Часовщик остановился на полуслове, оценив состояние парня. Хотя видно было, что продолжать в таком духе он может еще долго. Потянулся рукой и успокаивающе потрепал калеку по голове, растрепав черные волосы.

– Занесло меня слегка. Все у вас получится, не переживай. Надеюсь, суть ты уловил и объяснять разницу не придется, – старик снова принялся за фигурку. – То, что здесь кажется невероятной дикостью и вероломством, там называется одним простым и обыденным словом – “политика”. Или “Высокая Политика”, но там уже даже мое воображение отказывает. Эта шаргова политика унесла жизни Раоса и Лаиды, Гриаса и Гриады, походя оборвав род Аураццо. Может Майлара спаслась, не знаю. А уже через пару дней Лиор и Килея радостно облизывали друг друга и клялись в вечной дружбе, позабыв про сожженный дотла город. Вечная грызня между доминионами перемалывает в своих челюстях все, до чего дотягивается, не щадя при этом никого.

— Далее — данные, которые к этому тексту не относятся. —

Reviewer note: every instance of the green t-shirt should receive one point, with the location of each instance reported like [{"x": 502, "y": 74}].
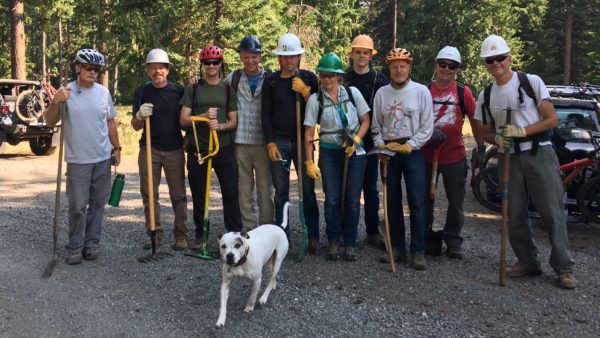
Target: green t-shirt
[{"x": 207, "y": 96}]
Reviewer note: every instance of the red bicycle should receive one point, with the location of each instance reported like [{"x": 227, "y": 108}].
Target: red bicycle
[{"x": 31, "y": 104}]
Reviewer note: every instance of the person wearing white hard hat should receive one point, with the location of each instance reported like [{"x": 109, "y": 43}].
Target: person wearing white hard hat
[
  {"x": 452, "y": 102},
  {"x": 158, "y": 100},
  {"x": 91, "y": 138},
  {"x": 367, "y": 81},
  {"x": 517, "y": 115},
  {"x": 279, "y": 126},
  {"x": 403, "y": 123}
]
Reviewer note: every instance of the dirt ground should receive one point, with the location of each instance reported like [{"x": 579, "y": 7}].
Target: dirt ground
[{"x": 117, "y": 296}]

Закончив, старик замолчал. Тишину опустевшей мастерской нарушал лишь едва слышный скрежет очередного штырька по фигурке.

Брак выдохнул, унял стучащее сердце. За полчаса Часовщик рассказал о себе больше, чем за предыдущие двенадцать лет. При этом явно разбередил старые, не до конца затянувшиеся раны.

– На юге архипелага, среди многочисленных верований нойтов, существует одно сказание. За исключением незначительных различий, оно существует и остается неизменным даже среди жителей полностью закрытых островов, – размеренно заговорил Брак, временно оставив попытки приладить ось. – И оно тоже касается снов. По утверждениям доканов, самых мудрых людей племени, сны есть ничто иное, как бесконечные отражения бесчисленных миров, подобных нашему. И во всех этих мирах живем мы, такие же, но другие. Все миры соединяет лишь одно, Великий Океан. Дарующий жизнь, бесконечно огромный и простирающийся сквозь само время. В каждом мире океан свой, но в каждом мире он один и тот же. Все сущее отражается в его вечно меняющихся водах. Сны – это лишь попытка слабого и глупого человеческого разума постичь Великий Океан, разглядеть в его водах свое истинное предназначение. Но все, на что способен наш разум – это увидеть в волнах причудливо искаженное отражение другого мира.